Several characteristics and particularities about tapestry ownership in the Netherlands emerged from the research for this part of the Corpus of Tapestries in the Netherlands. Our country does not boast any major museum collections, apart from the Rijksmuseum’s collection of tapestries, which is described in the catalogue that was published in 2004 as volume II of the Corpus of Tapestries in the Netherlands. Nevertheless, distributed among various collections in the Netherlands are several absolute masterpieces of international stature and high quality, partly due to the involvement of renowned artists and tapestry weavers. There is also a relative wealth of seventeenth- and eighteenth-century rooms containing series of landscape verdures, mostly featuring animals and some figurative scenes, which were woven in the Low Countries. In the Southern Netherlands, Oudenaarde is prominent, while in the Northern Netherlands cities such as Delft, Gouda and Amsterdam were important manufacturing centres. Besides as well as several museums, these series of landscape verdures can often still be found at the location for which they were commissioned, in castles or country estates and even in town houses. Quite unique to the Netherlands are a considerable number of tapestry cushions that have come down over time featuring civic coats of arms, from cities such as Gouda, The Hague, Leiden, Amsterdam and Kampen, predominantly manufactured in the Northern Netherlands, but also in Brussels.

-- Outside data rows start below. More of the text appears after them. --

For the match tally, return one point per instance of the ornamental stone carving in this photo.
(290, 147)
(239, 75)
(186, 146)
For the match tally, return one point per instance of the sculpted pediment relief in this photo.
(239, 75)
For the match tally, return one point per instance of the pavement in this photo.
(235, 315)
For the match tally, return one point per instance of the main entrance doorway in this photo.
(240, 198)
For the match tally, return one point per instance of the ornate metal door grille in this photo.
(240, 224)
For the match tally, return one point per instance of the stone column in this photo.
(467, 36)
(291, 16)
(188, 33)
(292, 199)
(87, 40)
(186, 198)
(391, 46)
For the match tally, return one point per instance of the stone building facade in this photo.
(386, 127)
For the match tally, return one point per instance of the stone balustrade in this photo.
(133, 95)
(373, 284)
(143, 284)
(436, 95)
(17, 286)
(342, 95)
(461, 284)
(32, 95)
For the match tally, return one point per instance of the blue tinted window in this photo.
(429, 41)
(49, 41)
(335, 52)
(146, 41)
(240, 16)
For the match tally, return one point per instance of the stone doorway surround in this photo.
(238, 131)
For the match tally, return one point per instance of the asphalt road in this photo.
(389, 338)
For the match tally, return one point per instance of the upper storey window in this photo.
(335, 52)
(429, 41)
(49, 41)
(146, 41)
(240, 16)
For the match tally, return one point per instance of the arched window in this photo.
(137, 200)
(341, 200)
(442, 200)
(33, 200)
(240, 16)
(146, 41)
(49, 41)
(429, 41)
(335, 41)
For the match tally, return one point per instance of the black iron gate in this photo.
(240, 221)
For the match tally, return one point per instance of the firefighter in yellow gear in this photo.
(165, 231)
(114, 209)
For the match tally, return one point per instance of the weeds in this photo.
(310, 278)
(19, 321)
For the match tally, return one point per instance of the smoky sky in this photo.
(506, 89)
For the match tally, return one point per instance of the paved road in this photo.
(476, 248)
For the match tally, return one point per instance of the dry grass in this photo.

This introduction includes an explication of the technique of tapestry weaving and a brief history of tapestries in Western Europe. This is followed by a survey of the Dutch collections in which tapestries and tapestry-woven objects are housed. These collections fall into two categories: the places where tapestries and tapestry-woven objects are still present in the location for which they were made (in situ), and other historical buildings and museums where objects were later placed and collected. Finally, a section will be dedicated to tapestries in the Dutch national collection.